An example of a 3 × 5 Latin rectangle is:

| 0 | 1 | 2 | 3 | 4 |
| 3 | 4 | 0 | 1 | 2 |
| 4 | 0 | 3 | 2 | 1 |

==Normalization==
A Latin rectangle is called normalized (or reduced) if its first row is in natural order and so is its first column.

The example above is not normalized.

==Enumeration==

Let L(k, n) denote the number of normalized k × n Latin rectangles. Then the total number of k × n Latin rectangles is
$\frac{n! (n-1)! L(k,n)}{(n-k)!}.$

A 2 × n Latin rectangle corresponds to a permutation with no fixed points. Such permutations have been called discordant permutations. An enumeration of permutations discordant with a given permutation is the famous problème des rencontres. The enumeration of permutations discordant with two permutations, one of which is a simple cyclic shift of the other, is known as the reduced problème des ménages.

The number of normalized Latin rectangles, L(k, n), of small sizes is given by

| k\n | 1 | 2 | 3 | 4 | 5 | 6 | 7 | 8 |
|---|---|---|---|---|---|---|---|---|
| 1 | 1 | 1 | 1 | 1 | 1 | 1 | 1 | 1 |
| 2 |  | 1 | 1 | 3 | 11 | 53 | 309 | 2119 |
| 3 |  |  | 1 | 4 | 46 | 1064 | 35792 | 1673792 |
| 4 |  |  |  | 4 | 56 | 6552 | 1293216 | 420909504 |
| 5 |  |  |  |  | 56 | 9408 | 11270400 | 27206658048 |
| 6 |  |  |  |  |  | 9408 | 16942080 | 335390189568 |
| 7 |  |  |  |  |  |  | 16942080 | 535281401856 |
| 8 |  |  |  |  |  |  |  | 535281401856 |

When k = 1, that is, there is only one row, since the Latin rectangles are normalized there is no choice for what this row can be. The table also shows that L(n − 1, n) = L(n, n), which follows since if only one row is missing, the missing entry in each column can be determined from the Latin square property and the rectangle can be uniquely extended to a Latin square.

==Extendability==
The property of being able to extend a Latin rectangle missing one row to a Latin square mentioned above, can be significantly strengthened. Namely, if r < n, then it is possible to append n − r rows to an r × n Latin rectangle to form a Latin square, using Hall's marriage theorem.

==Semi-Latin squares==
A semi-Latin square is another type of incomplete Latin square. A semi-Latin square is an n × n array, L, in which some positions are unoccupied and other positions are occupied by one of the integers {0, 1, ..., n − 1}, such that, if an integer k occurs in L, then it occurs n times and no two k's belong to the same row or column. If m different integers occur in L, then L has index m.

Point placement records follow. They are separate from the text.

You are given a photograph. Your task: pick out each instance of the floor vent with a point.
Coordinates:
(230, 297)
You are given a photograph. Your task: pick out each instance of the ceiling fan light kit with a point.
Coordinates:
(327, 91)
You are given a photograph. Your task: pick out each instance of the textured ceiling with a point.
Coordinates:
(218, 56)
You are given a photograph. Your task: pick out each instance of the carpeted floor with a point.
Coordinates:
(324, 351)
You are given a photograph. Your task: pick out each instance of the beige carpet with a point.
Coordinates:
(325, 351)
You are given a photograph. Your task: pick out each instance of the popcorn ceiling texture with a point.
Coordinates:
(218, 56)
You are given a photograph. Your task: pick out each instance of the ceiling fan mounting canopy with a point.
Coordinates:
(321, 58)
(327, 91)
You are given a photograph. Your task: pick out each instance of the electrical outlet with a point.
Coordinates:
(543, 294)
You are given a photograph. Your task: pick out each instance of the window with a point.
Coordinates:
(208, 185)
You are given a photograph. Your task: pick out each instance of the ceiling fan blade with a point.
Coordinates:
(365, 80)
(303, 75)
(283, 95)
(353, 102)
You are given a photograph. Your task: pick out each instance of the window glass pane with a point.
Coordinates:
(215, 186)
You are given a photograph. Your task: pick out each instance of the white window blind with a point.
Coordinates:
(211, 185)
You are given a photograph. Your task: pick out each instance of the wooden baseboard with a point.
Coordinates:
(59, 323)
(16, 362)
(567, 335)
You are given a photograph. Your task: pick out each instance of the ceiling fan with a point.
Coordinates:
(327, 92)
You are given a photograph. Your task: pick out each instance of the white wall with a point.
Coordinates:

For example, a semi-Latin square of order 5 and index 3 is:

| 1 |  | 0 |  | 2 |
|  | 2 | 1 |  | 0 |
| 0 | 1 |  | 2 |  |
| 2 | 0 |  | 1 |  |
|  |  | 2 | 0 | 1 |

A semi-Latin square of order n and index m will have nm filled positions. The question arises, can a semi-Latin square be completed to a Latin square? Somewhat surprisingly, the answer is always.

Let L be a semi-Latin square of order n and index m, where m < n. Then L can be completed to a Latin square.

One way to prove this is to observe that a semi-Latin square of order n and index m is equivalent to an m × n Latin rectangle. Let L = ||a_{ij}| be a Latin rectangle and S = ||b_{ij}| be a semi-Latin square, then the equivalence is given by
$b_{ij} = k \text{ if and only if } a_{kj} = i.$
For instance, the 3×5 Latin rectangle

| 0 | 1 | 2 | 3 | 4 |
| 3 | 4 | 1 | 0 | 2 |
| 1 | 0 | 4 | 2 | 3 |

is equivalent to this semi-Latin square of order 5 and index 3:

| 0 | 2 |  | 1 |  |
| 2 | 0 | 1 |  |  |
|  |  | 0 | 2 | 1 |
| 1 |  |  | 0 | 2 |
|  | 1 | 2 |  | 0 |

since, for example, a_{10} = 3 in the Latin rectangle so b_{30} = 1 in the semi-Latin square.

==Applications==
In statistics, Latin rectangles have applications in the design of experiments.